Let $f$ be a real-valued function with domain $[0,1]$. If there is some $K > 0$ such that $f(x) - f(y) \le K|x-y|$ for all $x,y \in [0,1]$, which of the following must be true?
I don't feel like typing up all the options, so I am just going to provide the answer. What follows from the above statement is that $f$ is continuous on $(0,1)$ , and according to a solution manual I found on UCLA, it is continuous because it is Lipschitz continuous. Aren't we missing some absolute value bars? I thought Lipschitz continuity was about $|f(x)-f(y)|$ being no larger than $K|x-y|$ for some $K > 0$, not $f(x)-f(y)$.
So, either the GRE question has an error or the solution has an error, which is it? Note: I tried to show that the above condition implies continuity, but I couldn't see how this could be done.

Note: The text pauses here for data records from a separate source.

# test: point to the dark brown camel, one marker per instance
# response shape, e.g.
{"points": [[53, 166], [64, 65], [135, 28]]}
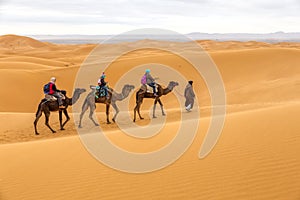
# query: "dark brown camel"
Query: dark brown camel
{"points": [[91, 100], [47, 106], [142, 93]]}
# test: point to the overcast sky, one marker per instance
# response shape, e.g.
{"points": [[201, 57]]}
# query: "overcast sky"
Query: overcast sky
{"points": [[93, 17]]}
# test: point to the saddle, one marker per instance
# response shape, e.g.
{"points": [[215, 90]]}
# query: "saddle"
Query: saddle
{"points": [[49, 97], [146, 88]]}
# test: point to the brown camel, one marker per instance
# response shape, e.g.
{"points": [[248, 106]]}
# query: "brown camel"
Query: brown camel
{"points": [[47, 106], [91, 100], [142, 93]]}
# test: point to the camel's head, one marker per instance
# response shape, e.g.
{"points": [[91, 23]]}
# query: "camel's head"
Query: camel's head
{"points": [[80, 90], [130, 87], [172, 84]]}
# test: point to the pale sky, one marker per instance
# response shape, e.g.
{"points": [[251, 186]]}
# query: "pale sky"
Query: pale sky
{"points": [[93, 17]]}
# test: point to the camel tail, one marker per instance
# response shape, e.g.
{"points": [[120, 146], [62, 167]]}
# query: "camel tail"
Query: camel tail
{"points": [[137, 96], [84, 103], [39, 109]]}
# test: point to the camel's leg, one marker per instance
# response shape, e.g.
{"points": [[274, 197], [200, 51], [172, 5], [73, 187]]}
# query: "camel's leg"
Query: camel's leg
{"points": [[60, 119], [92, 109], [114, 105], [38, 115], [107, 113], [67, 119], [47, 114], [134, 112], [162, 107], [138, 110], [85, 107], [154, 107]]}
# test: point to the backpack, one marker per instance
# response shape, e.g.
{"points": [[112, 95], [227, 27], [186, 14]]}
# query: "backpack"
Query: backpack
{"points": [[46, 88], [144, 79]]}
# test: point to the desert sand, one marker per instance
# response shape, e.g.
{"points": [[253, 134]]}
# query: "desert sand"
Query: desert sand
{"points": [[256, 157]]}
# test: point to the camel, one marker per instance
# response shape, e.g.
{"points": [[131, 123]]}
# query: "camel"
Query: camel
{"points": [[91, 100], [142, 93], [46, 106]]}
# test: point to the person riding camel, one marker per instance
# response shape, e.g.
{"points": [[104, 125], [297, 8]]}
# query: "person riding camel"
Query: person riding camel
{"points": [[102, 87], [189, 96], [51, 89], [149, 81]]}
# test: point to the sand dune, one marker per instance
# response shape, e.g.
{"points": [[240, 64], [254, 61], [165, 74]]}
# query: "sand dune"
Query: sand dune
{"points": [[255, 158]]}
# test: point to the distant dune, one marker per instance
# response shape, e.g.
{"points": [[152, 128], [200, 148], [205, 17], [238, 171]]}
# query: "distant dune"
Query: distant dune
{"points": [[257, 156]]}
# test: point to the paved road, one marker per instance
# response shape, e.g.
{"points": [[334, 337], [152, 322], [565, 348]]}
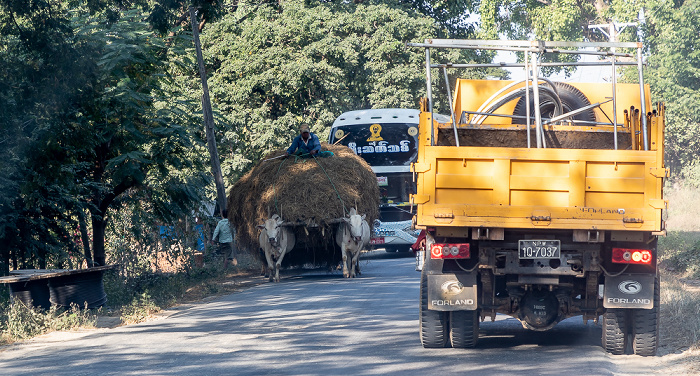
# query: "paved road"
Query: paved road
{"points": [[316, 324]]}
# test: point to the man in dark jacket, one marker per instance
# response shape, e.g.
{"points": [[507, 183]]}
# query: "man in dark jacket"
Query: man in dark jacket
{"points": [[305, 143]]}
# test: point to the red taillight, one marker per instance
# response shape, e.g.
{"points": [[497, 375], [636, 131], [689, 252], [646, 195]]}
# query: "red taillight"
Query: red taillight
{"points": [[449, 251], [631, 256]]}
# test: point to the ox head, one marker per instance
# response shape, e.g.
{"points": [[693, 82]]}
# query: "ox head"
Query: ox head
{"points": [[272, 228], [354, 222]]}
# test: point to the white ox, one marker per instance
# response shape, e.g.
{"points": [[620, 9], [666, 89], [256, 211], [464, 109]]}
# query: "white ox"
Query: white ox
{"points": [[275, 242], [352, 236]]}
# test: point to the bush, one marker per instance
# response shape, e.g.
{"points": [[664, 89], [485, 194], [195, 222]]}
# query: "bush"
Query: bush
{"points": [[679, 252], [21, 321], [140, 308]]}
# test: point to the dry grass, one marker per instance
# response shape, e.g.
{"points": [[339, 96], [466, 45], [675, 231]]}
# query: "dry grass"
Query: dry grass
{"points": [[679, 261], [316, 190], [680, 313], [683, 208]]}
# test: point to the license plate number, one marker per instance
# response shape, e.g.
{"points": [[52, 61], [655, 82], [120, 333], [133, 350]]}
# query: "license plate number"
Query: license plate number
{"points": [[376, 241], [539, 249]]}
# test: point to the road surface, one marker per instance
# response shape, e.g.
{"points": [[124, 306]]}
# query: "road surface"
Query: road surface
{"points": [[317, 324]]}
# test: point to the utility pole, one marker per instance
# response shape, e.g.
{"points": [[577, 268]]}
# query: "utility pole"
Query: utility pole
{"points": [[208, 117]]}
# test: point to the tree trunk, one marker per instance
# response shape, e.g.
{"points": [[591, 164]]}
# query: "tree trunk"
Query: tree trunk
{"points": [[85, 238], [99, 225], [208, 118]]}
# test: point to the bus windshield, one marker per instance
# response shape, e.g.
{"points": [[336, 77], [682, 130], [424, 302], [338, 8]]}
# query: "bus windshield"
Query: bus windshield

No error; as Kelenner noted in a comment, the assumption $$ f(x)-f(y) \le K|x-y| \quad \forall x\forall y \tag1$$ is equivalent to $$ |f(x)-f(y)| \le K|x-y| \quad \forall x\forall y \tag2$$ which is Lipschitz continuity. The point is that $$ |f(x)-f(y)| = \max(f(x)-f(y) , f(y)-f(x) ) $$ and $(1)$ bounds both terms on the right.